De plus, pour réduire sa peine (coupure d’Internet), un internaute devra accepter qu’un programme espion, un spyware, soit installé sur son ordinateur pour lui permettre de prouver que sa connexion n’est pas utilisée pour télécharger illégalement. On imagine aisément les dérives possibles de ces programmes.
Ces spyware contrôleront les données entrantes et sortantes de l’ordinateur. Ils seront obligatoires, payants et non interopérables. Le rapporteur Franck Riester et la ministre Christine Albanel ont refusé la gratuité de ces logiciels. Les internautes utilisant un système d’exploitation non compatible avec les logiciels de sécurisation ne seront pas exonérés. Les natures et fonctions précises de ces logiciels ne sont toujours pas connues. On sait juste qu’ils devront êtres actifs en permanence et communiquer avec les serveurs de l’HADOPI.
Il est notamment question de surveiller toutes les communications électroniques, ce qui inclut aussi les courriels et toutes les autres communications à caractère privé pour un particulier, relevant du secret industriel ou commercial pour une société. Bref l’HADOPI pourra donc, si elle le souhaite, rentrer dans tous les fichiers informatiques de l’internaute et surveiller toute son activité Internet... Pour l’instant la mesure s’arrête aux seuls internautes « punis » par la loi mais il n’est pas du tout évident que ces surveillances s’arrêteront là. Avec cette loi adoptée, c’est une fenêtre vers la cybersurveillance qui s’ouvre pour le gouvernement.
Le projet de loi Loppsi 2 (loi d’orientation et de programmation pour la performance de la sécurité intérieure), voulu par Nicolas Sarkozy, qui devrait être présenté à l’Assemblé à l’automne 2009, reprend le principe de spyware d’HADOPI en le perfectionnant, puisqu’il permettrait d’accéder à des données informatiques sans le consentement des intéressés, de les observer, les collecter, les enregistrer, les conserver et les transmettre, telles qu’elles s’affichent pour l’utilisateur ou telles qu’il les y introduit par saisie de caractère. C’est la légalisation des « chevaux de Troie » (logiciels espions) chez l’internaute, pendant une durée de quatre mois, renouvelable une fois sur accord du juge.

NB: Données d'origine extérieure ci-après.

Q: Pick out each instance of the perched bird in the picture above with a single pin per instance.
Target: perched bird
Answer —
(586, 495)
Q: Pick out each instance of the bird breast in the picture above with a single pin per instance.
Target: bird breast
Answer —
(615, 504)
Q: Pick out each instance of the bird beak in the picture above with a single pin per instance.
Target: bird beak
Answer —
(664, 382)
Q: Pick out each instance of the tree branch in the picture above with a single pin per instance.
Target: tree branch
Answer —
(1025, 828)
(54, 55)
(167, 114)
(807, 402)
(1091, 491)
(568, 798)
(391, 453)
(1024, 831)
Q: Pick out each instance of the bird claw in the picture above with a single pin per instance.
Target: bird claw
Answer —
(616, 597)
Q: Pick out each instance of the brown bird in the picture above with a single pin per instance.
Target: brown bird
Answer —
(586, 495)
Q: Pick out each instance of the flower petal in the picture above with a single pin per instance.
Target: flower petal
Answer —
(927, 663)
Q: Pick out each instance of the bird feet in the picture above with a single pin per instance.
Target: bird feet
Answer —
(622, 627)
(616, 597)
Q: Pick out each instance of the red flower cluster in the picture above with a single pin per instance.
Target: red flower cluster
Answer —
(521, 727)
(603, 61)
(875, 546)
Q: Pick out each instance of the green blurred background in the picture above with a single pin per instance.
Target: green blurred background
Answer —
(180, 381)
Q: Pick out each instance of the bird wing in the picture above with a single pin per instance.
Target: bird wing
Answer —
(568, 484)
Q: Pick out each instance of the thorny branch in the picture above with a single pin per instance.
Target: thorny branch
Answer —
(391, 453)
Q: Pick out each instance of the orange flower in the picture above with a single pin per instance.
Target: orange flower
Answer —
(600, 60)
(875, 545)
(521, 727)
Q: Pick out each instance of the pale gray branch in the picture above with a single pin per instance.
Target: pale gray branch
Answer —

Loppsi 2 prévoit également la création d’un fichier informatique appelé Périclès. Ce système d’« analyse sérielle » permettra d’effectuer des rapprochements entre les différents fichiers judiciaires (Stic, Judex, etc.) et de croiser tous les renseignements disponibles pour lutter au mieux contre tous les types de délinquance, l’exemple de la pédo-pornographie jouant surtout comme prétexte. Mais pour ce faire, ce « super fichier » contiendra de nombreuses données liées à la vie de l’internaute avec tous les dangers de dérives possibles : numéros de cartes grises, de permis de conduire, de puces de téléphones portables (IMEI), factures diverses, etc.

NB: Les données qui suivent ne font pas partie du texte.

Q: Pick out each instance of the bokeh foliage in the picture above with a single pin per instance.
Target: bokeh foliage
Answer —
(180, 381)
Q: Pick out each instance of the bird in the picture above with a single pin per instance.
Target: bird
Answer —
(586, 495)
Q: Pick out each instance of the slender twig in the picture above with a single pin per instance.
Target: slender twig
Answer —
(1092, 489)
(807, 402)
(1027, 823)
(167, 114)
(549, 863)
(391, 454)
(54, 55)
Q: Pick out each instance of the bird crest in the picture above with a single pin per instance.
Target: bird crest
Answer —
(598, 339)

Techniquement, le dispositif pourra être mis en place à toute heure, soit en s’introduisant dans tout lieu physique (avec installation d’une « clé de connexion » dans l’ordinateur à surveiller), soit par « transmission par un réseau de communications électroniques », c’est-à-dire en s’infiltrant à distance dans la machine à surveiller.

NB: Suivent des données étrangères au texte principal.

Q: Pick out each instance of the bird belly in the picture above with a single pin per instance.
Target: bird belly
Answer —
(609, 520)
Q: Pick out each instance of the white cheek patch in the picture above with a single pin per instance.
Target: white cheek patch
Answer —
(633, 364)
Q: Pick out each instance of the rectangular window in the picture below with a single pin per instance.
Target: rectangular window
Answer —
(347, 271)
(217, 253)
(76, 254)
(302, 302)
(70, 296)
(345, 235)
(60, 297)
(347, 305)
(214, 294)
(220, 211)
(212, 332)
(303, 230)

Un appel d’offres intitulé « Veille de l’opinion » a également été lancé par le ministère de l’Éducation nationale. Il s’agit entre autres d’identifier les thèmes stratégiques, de repérer les leaders d’opinion, de décrypter les sources des débats et leurs modes de propagation, d’anticiper et évaluer les risques de contagion et de crise.
La surveillance concernera les sources stratégiques en ligne : sites « commentateurs » de l’actualité, revendicatifs, informatifs, participatifs, politiques, etc. Elle portera ainsi sur les médias en ligne, les sites de syndicats, de partis politiques, les portails thématiques ou régionaux, les sites militants d’associations, de mouvements revendicatifs ou alternatifs, de leaders d’opinion. La veille portera également sur les moteurs généralistes, les forums grand public et spécialisés, les blogs, les pages personnelles, les réseaux sociaux, les appels et pétitions en ligne et sur les autres formats de diffusion (vidéos, etc.).
Ça fait beaucoup de monde. La blogosphère serait-elle si dangereuse pour nos chers gouvernants ? À l’heure où les principaux médias (presse, radio, télévision) sont contrôlés par la bourgeoisie et le pouvoir, un tel dispositif ne manque pas d’inquiéter. On nous affirmera en haut lieu que la liberté d’expression n’est pas menacée. On se permettra humblement d’en douter.
D’ailleurs, une petite anecdote pour celles et ceux qui douteraient encore que les médias ne sont pas impartiaux : à titre privé, un responsable du secteur Internet de TF1 avait envoyé un courriel à sa députée, l’UMP Françoise de Panafieu, lui faisant part des dangers que recelait la loi Hadopi. Pour se renseigner, la députée a transmis ce courrier électronique au ministère de la Culture qui est chargé de défendre ladite loi. Un membre du cabinet de la ministre Christine Albanel a alors réexpédié le message à... la direction de TF1. Qui a aussitôt licencié l’auteur du courriel.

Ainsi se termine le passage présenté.